Monday, August 20, 2007

If It Bleeds, It Leads...Maybe

Triage is the system by which nurses determine the order in which patients will be seen in the emergency room. It is a system that prioritizes care for those most likely to suffer debilitating outcomes from the injury or illness with which they present, the most serious of which is, of course, death. It is an imprecise system that makes caring for multiple patients easier for ER staff, while at the same time, frustrating for some patients.

In most service industries, first come, first served. This because the nature of the services rendered to various customers is usually nearly the same with no one customer's issues being more important or more serious than anyone else's. Think of taking a number and waiting until your number is called. "Now serving..."

Our triage system sorts the severity of health problems into three categories. "Emergent" problems (whether injury or illness) are the most serious, and it is these that lead, bleeding or not. If you come to my ER and you can't breath, or your heart has stopped, or you have severe chest pain, or you're bleeding uncontrollably, then you get served first. The potential negative outcomes of your condition are so extreme that you require immediate attention.

"Urgent" problems have less severe potential outcomes and require attention within about an hour. Asthma attacks, severe histamine reactions, open fractures or fractures with vascular compromise, burns and open wounds without systemic complications...you won't probably die from these, so you drop down the ladder a few rungs.

"Non-emergent" is the category of problems that requires that you be seen sometime today, but literally, you could sit most of the day in the waiting room without any severe or even mildly negative outcome. Yes, it is this patient who sits and watches the severed dangling limbs, the chest clutching heart attacks, and the blue anaphylatic reactions jump to the front of the line.

Of course, sometimes in life it's a good thing not to have to be first.

About 85% of ER nursing is caring for patients with non-emergent problems. These are usually minor injuries (e.g., finger lacerations, eye irritations, sprains and simple fractures) and uncomfortable or inconvenient illnesses (e.g., back pain, hives, nausea). Most of these patients could probably be treated elsewhere, like at their primary physician's office, but they come to us for a variety of reasons (which I'll discuss another time).
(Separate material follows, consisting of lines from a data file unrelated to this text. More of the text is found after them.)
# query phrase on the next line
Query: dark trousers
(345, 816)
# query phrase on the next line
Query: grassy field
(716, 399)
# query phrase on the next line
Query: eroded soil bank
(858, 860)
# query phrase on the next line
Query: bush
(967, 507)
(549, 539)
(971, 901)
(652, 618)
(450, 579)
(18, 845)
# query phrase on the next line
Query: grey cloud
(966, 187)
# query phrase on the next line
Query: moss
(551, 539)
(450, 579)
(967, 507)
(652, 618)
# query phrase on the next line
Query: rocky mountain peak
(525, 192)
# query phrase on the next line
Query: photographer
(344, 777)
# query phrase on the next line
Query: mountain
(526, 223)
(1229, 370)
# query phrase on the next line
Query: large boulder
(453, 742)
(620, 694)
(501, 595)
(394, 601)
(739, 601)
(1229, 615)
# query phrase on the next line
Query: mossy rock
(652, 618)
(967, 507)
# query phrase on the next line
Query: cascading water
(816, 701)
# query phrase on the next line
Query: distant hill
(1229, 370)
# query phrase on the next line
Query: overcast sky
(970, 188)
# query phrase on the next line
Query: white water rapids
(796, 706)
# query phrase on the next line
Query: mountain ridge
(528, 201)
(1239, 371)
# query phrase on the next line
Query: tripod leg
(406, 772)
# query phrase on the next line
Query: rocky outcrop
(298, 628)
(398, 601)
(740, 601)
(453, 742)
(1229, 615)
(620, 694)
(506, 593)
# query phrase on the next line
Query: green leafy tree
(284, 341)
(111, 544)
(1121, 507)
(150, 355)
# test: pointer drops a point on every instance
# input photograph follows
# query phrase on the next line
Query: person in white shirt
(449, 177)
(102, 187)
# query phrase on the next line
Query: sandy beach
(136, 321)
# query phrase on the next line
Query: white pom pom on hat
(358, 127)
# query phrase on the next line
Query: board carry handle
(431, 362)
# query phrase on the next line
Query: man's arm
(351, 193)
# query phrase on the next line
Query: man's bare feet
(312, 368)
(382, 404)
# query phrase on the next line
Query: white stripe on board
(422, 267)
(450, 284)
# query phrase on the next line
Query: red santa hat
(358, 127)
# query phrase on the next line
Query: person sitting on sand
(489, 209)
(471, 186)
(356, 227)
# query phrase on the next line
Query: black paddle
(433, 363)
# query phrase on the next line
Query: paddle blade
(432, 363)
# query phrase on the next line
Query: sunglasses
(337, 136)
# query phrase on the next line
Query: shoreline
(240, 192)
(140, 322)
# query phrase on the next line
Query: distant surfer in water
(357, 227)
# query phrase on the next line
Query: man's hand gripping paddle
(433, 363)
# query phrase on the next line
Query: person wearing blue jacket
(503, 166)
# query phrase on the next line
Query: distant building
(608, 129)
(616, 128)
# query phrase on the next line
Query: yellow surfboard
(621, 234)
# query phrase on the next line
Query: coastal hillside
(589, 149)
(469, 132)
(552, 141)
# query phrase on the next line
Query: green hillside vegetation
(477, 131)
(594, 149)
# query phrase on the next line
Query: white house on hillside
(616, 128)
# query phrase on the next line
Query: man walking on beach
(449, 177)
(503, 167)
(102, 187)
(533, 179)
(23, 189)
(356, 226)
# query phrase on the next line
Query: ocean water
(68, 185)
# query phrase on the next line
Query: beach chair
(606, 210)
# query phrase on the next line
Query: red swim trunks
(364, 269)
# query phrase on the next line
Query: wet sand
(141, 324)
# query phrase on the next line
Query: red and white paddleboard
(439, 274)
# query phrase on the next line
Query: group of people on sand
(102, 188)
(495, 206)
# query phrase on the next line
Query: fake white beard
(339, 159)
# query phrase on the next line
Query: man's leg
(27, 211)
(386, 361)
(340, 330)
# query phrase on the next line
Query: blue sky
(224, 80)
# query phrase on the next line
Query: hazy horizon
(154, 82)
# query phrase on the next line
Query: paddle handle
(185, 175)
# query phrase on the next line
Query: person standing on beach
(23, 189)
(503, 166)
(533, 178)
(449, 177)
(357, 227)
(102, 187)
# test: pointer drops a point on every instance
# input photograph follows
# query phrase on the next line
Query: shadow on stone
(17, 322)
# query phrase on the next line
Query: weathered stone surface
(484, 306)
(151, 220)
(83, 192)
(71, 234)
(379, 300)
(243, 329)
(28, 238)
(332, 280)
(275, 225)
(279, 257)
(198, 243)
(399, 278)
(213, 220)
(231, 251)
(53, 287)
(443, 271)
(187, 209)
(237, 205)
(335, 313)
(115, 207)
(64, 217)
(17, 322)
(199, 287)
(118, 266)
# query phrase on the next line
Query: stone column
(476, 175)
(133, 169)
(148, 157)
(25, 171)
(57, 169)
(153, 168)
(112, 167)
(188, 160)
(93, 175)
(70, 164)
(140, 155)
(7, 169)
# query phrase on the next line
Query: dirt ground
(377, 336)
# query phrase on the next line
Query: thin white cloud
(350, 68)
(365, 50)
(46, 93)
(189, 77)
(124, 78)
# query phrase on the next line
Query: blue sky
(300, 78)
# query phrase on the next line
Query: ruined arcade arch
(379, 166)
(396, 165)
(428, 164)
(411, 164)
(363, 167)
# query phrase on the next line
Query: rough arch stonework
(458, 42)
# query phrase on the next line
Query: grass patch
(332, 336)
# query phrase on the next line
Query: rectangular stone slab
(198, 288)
Another 10% of ER nursing is caring for the urgent problems of patients who are very uncomfortable and who require more immediate attention than they could probably get going anywhere else. Sometimes the severity of their injuries or illnesses requires specialized treatment, equipment, or procedures that are unusual or unlikely in other health care settings. These patients usually need IVs, x-rays, narcotics, electrocardiograms (EKGs), or oxygen; they may need frequent or constant monitoring of their vital signs, their blood sugar; they might require a surgical consult.

Emergent conditions comprise the final 5% of emergency nursing. These patients arrive by ambulance from traumatic falls, motor vehicle crashes, construction sites where they've severed their fingers or shot themselves with pneumatic nail guns. These patients walk in with the metaphoric elephant on their chest, the swollen and compromised airway due to a peanut allergy, the shard of glass in their back which punctured their lung when they were violently pushed through the plate glass window. These are the unconscious patients with head injuries, strokes, chemical overdoses (e.g., drugs, alcohol, carbon monoxide).

These patients command an ER nurse's immediate attention not because they're more fun to take care of, but because if not cared for immediately and properly, they risk the unforgiving dance with mister D. Nobody should want to be this patient just to be first, and no one should complain that this patient comes first. After all, we may all be this patient or our loved one might be this patient at some point.

Who wouldn't want to wait in the lobby with a sore throat while the ER nurse saves the life of someone else?

2 comments:

Patrick Bageant said...

I found the rhetorical question:

"Don't you think its better NOT to be the person who need the most attention today?" to be a useful tool during my brief hand at ER lobby politics.

That, and "Shhhh....the guy who went in last just died."

DDx:dx said...

"In most service industries, first come, first served."
I'm sorry, but you are suffering under an illusion that life is fair. Don't you know to slip the waiter a $20 to get the table, or threaten your contractor with going elsewhere to get the toilet put in? The squeaky wheel does get greased. Those whiners in the waiting room are just playing the game they have been taught...Your defining the game differently( YOU decide based on YOUR "medical" criteria) is just a different game with different rules. Of course they resist, Change sucks.